読売新聞 / 2024年8月16日 7時10分

津波への注意を促す看板が設置された白良浜海水浴場(和歌山県白浜町で)=大家広之撮影

 南海トラフ地震の臨時情報(巨大地震注意)の呼びかけが終わった15日、対応に追われた自治体や市民からは 安堵 あんどの声が漏れた。大規模地震の懸念がなくなったわけではなく、「これを機に、防災の取り組みを続けたい」との声もあがった。

一安心

 「世話をしてくれるスタッフの人たちも優しく、ゆったりと過ごせた」

 最大34メートルの津波が想定されている高知県黒潮町。避難所に身を寄せていた車いすの女性(90)は、15日に臨時情報の呼びかけが終了し、ほっとした様子で話した。町内に一人暮らしで、「一人でいると、きっと不安で仕方がなかっただろう」。

 読売新聞の調べでは、対象地域29都府県(707市町村)のうち、少なくとも4県24市町村が計139か所に避難所を開設した。このうち高知県では、多い時で20市町村113か所に設けられたが、15日午後5時以降、全て閉鎖された。

 8日の地震で最大震度6弱を観測した宮崎県日南市は、15日夕に災害対策本部の会議を開催。臨時情報を受け、全職員534人で最高レベルの警戒態勢を敷いてきたが、大雨警報発表時などと同レベルの情報連絡本部へと移行し、危機管理室を中心とした9人態勢とすることを決めた。高橋透市長は「(1週間を迎え)とりあえず一安心したが、課題を洗い出し備えたい」と述べた。

避難経路を再確認

 津波の襲来が懸念される高齢者施設などでは、備えの見直しが進んだ。

 三重県南伊勢町の海沿いにある「介護付き有料老人ホームみなみいせ」では、臨時情報の発表後、避難経路や備蓄品を改めて確認。施設周辺では最大約12メートルの津波が想定されており、82~102歳の入所者計27人と職員は約50メートル離れた津波避難タワーに向かう手順を確かめた。

 濱口新太郎施設長(54)は「今後も気を緩めることなく、地域の人と連携しながら災害への備えを進めたい」と話した。

観光に打撃

 今回の臨時情報はお盆休みとも重なり、海水浴場の閉鎖や宿泊のキャンセルなど、観光業界にも影響が及んだ。

 4か所の海水浴場を閉鎖した和歌山県白浜町は15日、1週間ぶりに閉鎖を解いて海水浴を再開した。年間数十万人が訪れる 白良浜 しららはま海水浴場では、町が避難経路を示した看板を設置し、場内放送で「いつでも上がれるように遊んで」「地震発生時は津波フラッグを目印に逃げて」などと呼びかけた。

 松山市の道後温泉で33の旅館、ホテルが加盟する「道後温泉旅館協同組合」の調査によると、15日午前の時点で765人分のキャンセルが判明。
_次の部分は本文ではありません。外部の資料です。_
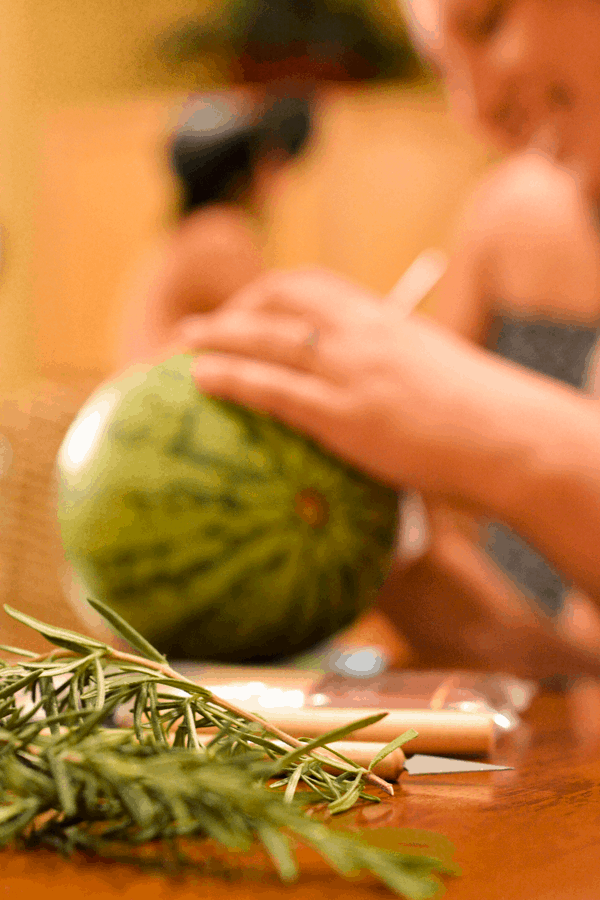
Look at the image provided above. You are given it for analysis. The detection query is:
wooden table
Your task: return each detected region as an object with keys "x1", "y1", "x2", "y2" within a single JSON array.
[{"x1": 0, "y1": 684, "x2": 600, "y2": 900}]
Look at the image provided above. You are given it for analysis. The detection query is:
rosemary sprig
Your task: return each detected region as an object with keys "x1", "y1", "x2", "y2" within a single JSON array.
[{"x1": 0, "y1": 601, "x2": 459, "y2": 900}]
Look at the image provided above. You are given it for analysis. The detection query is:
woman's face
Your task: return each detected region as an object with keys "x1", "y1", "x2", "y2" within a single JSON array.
[{"x1": 406, "y1": 0, "x2": 600, "y2": 199}]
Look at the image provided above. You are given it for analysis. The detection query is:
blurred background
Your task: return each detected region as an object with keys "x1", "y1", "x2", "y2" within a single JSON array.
[
  {"x1": 0, "y1": 0, "x2": 493, "y2": 662},
  {"x1": 0, "y1": 0, "x2": 491, "y2": 386}
]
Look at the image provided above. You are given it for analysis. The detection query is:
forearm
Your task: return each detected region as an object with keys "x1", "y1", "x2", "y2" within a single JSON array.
[{"x1": 414, "y1": 324, "x2": 600, "y2": 598}]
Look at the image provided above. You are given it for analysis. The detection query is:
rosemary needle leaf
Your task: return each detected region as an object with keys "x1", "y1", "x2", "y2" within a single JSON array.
[
  {"x1": 0, "y1": 644, "x2": 38, "y2": 659},
  {"x1": 87, "y1": 597, "x2": 167, "y2": 663},
  {"x1": 369, "y1": 728, "x2": 419, "y2": 771},
  {"x1": 0, "y1": 601, "x2": 459, "y2": 900},
  {"x1": 4, "y1": 603, "x2": 108, "y2": 653},
  {"x1": 267, "y1": 712, "x2": 387, "y2": 774}
]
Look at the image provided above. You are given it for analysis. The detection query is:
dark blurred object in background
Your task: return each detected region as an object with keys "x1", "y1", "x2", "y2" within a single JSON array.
[
  {"x1": 170, "y1": 95, "x2": 311, "y2": 215},
  {"x1": 159, "y1": 0, "x2": 425, "y2": 214},
  {"x1": 158, "y1": 0, "x2": 428, "y2": 84}
]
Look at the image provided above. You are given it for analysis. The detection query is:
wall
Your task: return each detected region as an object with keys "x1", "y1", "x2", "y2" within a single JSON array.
[{"x1": 0, "y1": 0, "x2": 488, "y2": 384}]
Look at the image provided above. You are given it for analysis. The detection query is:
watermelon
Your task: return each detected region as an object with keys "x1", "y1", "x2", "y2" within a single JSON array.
[{"x1": 57, "y1": 354, "x2": 398, "y2": 662}]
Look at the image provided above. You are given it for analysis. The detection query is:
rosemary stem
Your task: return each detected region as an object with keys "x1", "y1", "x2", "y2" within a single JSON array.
[{"x1": 24, "y1": 645, "x2": 394, "y2": 797}]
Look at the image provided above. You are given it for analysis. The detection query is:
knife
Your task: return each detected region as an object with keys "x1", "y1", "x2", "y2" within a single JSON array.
[{"x1": 404, "y1": 753, "x2": 514, "y2": 775}]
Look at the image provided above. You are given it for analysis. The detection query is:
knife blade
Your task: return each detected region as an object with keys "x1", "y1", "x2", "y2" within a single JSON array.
[{"x1": 404, "y1": 753, "x2": 514, "y2": 775}]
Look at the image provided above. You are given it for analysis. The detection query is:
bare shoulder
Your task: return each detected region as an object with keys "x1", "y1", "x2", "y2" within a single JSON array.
[{"x1": 434, "y1": 152, "x2": 600, "y2": 340}]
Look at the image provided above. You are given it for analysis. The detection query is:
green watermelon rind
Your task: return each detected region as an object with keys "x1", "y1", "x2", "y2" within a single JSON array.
[{"x1": 58, "y1": 354, "x2": 398, "y2": 661}]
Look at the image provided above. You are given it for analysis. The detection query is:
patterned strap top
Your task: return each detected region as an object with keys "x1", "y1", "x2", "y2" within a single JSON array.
[{"x1": 482, "y1": 316, "x2": 600, "y2": 615}]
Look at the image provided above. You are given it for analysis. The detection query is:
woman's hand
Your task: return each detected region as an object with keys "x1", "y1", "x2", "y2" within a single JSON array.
[{"x1": 179, "y1": 269, "x2": 488, "y2": 490}]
最終的に1000人を超える見込みだ。

 宿泊客の不安を少しでも和らげようと、同温泉の宿泊施設では、臨時情報発表後は希望する宿泊客に同市内の防災マップを配って避難場所について説明し、水や保存食などの備蓄も増やしたという。同組合の河内広志副理事長は「予約は再び入り始めている。今後も防災の取り組みを進めたい」と話した。